En 2022, le nombre des familles démunies et à revenus limités a frôlé le un million de familles, soit 4 millions de Tunisiens qui souffrent de dénuement. La hausse du chômage, l’inflation et la baisse du pouvoir d’achat en sont les principales causes.

De son côté, l’Etat verse à ces familles modestes une indemnité de 220 dinars par mois au titre d’aides sociales. Une somme qui peut paraître symbolique quand on connait la hausse vertigineuse du coût de la vie ces dernières années.

Ainsi, pour compléter leurs revenus beaucoup travaillent dans le secteur informel. En Tunisie, presque la moitié des travailleurs ne sont pas déclarés. Toujours selon l’INS, 44,5% de la main d’oeuvre nationale appartient au secteur informel, dont 42,5%, travaillent de manière indépendante.

Pour la plupart, ce sont des travailleurs qui cherchent à compléter des revenus faibles afin de s’assurer un meilleur pouvoir d’achat, et ce malgré les risques qui peuvent en découler.

Aux vues de la faiblesse des ressources publiques, l’élargissement de l’assiette de l’indemnité accordée aux familles démunies et à revenu limité n’est pas dans la stratégie du ministère des Affaires sociales qui préfère insérer ces catégories dans le circuit économique, afin qu’elles contribuent à la création des richesses.

La micro-finance: un levier de développement pour les petits entrepreneurs

La microfinance en Tunisie a connu une croissance importante ces dernières années. La Tunisie dispose d’un cadre législatif favorable aux institutions de microfinance, et plusieurs d’entre elles opèrent dans le pays.

La microfinance est considérée comme un outil important pour lutter contre la pauvreté et l’exclusion financière. Elle vise à fournir des services financiers de base, tels que des prêts, à des personnes et à des entreprises qui ont généralement un accès limité aux services financiers traditionnels.

Plusieurs institutions de microfinance opèrent en Tunisie, y compris des ONG, des coopératives et des banques spécialisées dans la microfinance. La Banque Centrale de Tunisie réglemente le secteur de la microfinance en fixant des limites aux taux d’intérêt, en établissant des exigences de capital et en supervisant les institutions de microfinance.

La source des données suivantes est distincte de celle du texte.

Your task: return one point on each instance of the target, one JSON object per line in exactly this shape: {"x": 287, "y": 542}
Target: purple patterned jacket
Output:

La microfinance est devenue de plus en plus importante en Tunisie, en particulier pour les personnes ayant des moyens limités. Les services de microfinance ont contribué à créer de nouvelles opportunités d’affaires et à renforcer l’économie locale.

Aujourd’hui, les institutions de microfinance en Tunisie offrent une gamme de produits financiers, y compris des prêts pour les petites entreprises, pour l’achat de matériel ou d’équipements, pour l’agriculture et la pêche, pour l’habitat, des assurances, des produits d’épargne et des transferts d’argent.

Les taux d’intérêt pour les prêts de microfinance en Tunisie sont réglementés par la Banque Centrale de Tunisie et varient généralement entre 5% et 15%. Les institutions de microfinance en Tunisie ont également mis en place des mécanismes pour évaluer la capacité de remboursement des clients, tels que l’analyse de crédit et les garanties.

La microfinance en Tunisie a permis à de nombreuses personnes de sortir de la pauvreté et de développer leurs activités économiques. Elle a également contribué à l’autonomisation des femmes en leur donnant accès à des services financiers, ce qui leur permet de devenir des acteurs économiques importants dans leur communauté.

Selon la Banque Centrale de Tunisie, il y avait 178 institutions de microfinance en Tunisie à la fin de l’année 2020, dont 78 ONG, 48 coopératives et 52 banques spécialisées dans la microfinance.

Le nombre total de clients des institutions de microfinance en Tunisie a augmenté régulièrement ces dernières années, passant de 517 000 en 2015 à 1,2 million en 2020.

Le portefeuille de prêts des institutions de microfinance en Tunisie s’élevait à 2,8 milliards de dinars tunisiens à la fin de l’année 2020, contre 2,4 milliards de dinars tunisiens à la fin de l’année 2019.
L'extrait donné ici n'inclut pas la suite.